Cette retombée nuancée a montré que, bien que les droits de douane aient exercé une pression sur les prix dans des catégories ciblées, leur effet plus large sur l’inflation a été atténué par des réorientations stratégiques de la production et des adaptations du marché.
Dans l’ensemble, si les droits de douane de 2018 ont fait augmenter les prix de certains appareils, leur contribution à l’inflation générale aux États-Unis était loin des scénarios catastrophiques que certains avaient prédits.
Ces droits de douane illustrent la manière dont des politiques industrielles ciblées peuvent stimuler la croissance et l’investissement, en soutenant non seulement l’industrie directe, mais aussi les fournisseurs et les secteurs connexes de l’économie.
Six ans plus tard, il est clair que les droits de douane ont non seulement relancé l’industrie manufacturière américaine, mais aussi renforcée l’industrie des machines à laver, atteignant ainsi les objectifs initiaux de la politique en matière de création d’emplois, de concurrence et de résilience économique.
Suivant: que s’est-il passé lors du premier mandat de Trump?
Que s’est-il passé lors du premier mandat de Trump?

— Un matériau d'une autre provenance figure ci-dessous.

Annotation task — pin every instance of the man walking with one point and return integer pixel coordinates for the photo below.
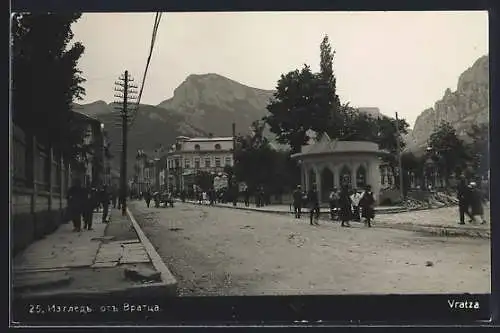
(333, 201)
(355, 198)
(477, 200)
(88, 208)
(367, 204)
(246, 195)
(114, 196)
(105, 203)
(464, 200)
(313, 199)
(76, 199)
(297, 202)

Les données montrent que les conséquences des droits de douane imposés pendant la guerre commerciale de la précédente administration Trump a bien contribué à l’inflation, mais qu’il a été moins important que ce que beaucoup avaient anticipé.
Par exemple, une étude de la Federal Reserve Bank of New York, de l’Université Columbia et de l’Université de Princeton a révélé que les consommateurs américains ont effectivement supporté une partie de l’augmentation des coûts des droits de douane, en particulier sur les importations en provenance de Chine.
Toutefois, ces augmentations de prix étaient généralement limitées à certaines catégories de biens plutôt qu’à l’économie dans son ensemble, ce qui a entraîné une augmentation annuelle moyenne des coûts d’environ 400 à 500 dollars par ménage. Il s’agit d’une augmentation notable, mais qui n’a pas entraîné une inflation substantielle et généralisée.
En 2018 et 2019, l’inflation globale aux États-Unis est restée relativement faible, autour de 1,9% et 2,3% respectivement, alors même que des droits de douane ont été appliqués sur des importations d’une valeur de plusieurs milliards de dollars.
L’effet inflationniste modeste s’explique en partie par le fait que de nombreuses entreprises ont absorbé certains coûts tarifaires pour maintenir des prix compétitifs, ce qui a réduit la répercussion directe sur les consommateurs. En outre, la force du dollar américain a contribué à compenser certains coûts d’importation, car elle a rendu les biens importés relativement moins chers, même avec les droits de douane.
D’autres rapports d’organisations telles que le Fonds monétaire international et la Tax Foundation ont montré que si les droits de douane ont légèrement augmenté les prix dans des secteurs spécifiques (comme l’électronique grand public et les appareils électroménagers), ils n’ont pas entraîné de hausse générale des prix.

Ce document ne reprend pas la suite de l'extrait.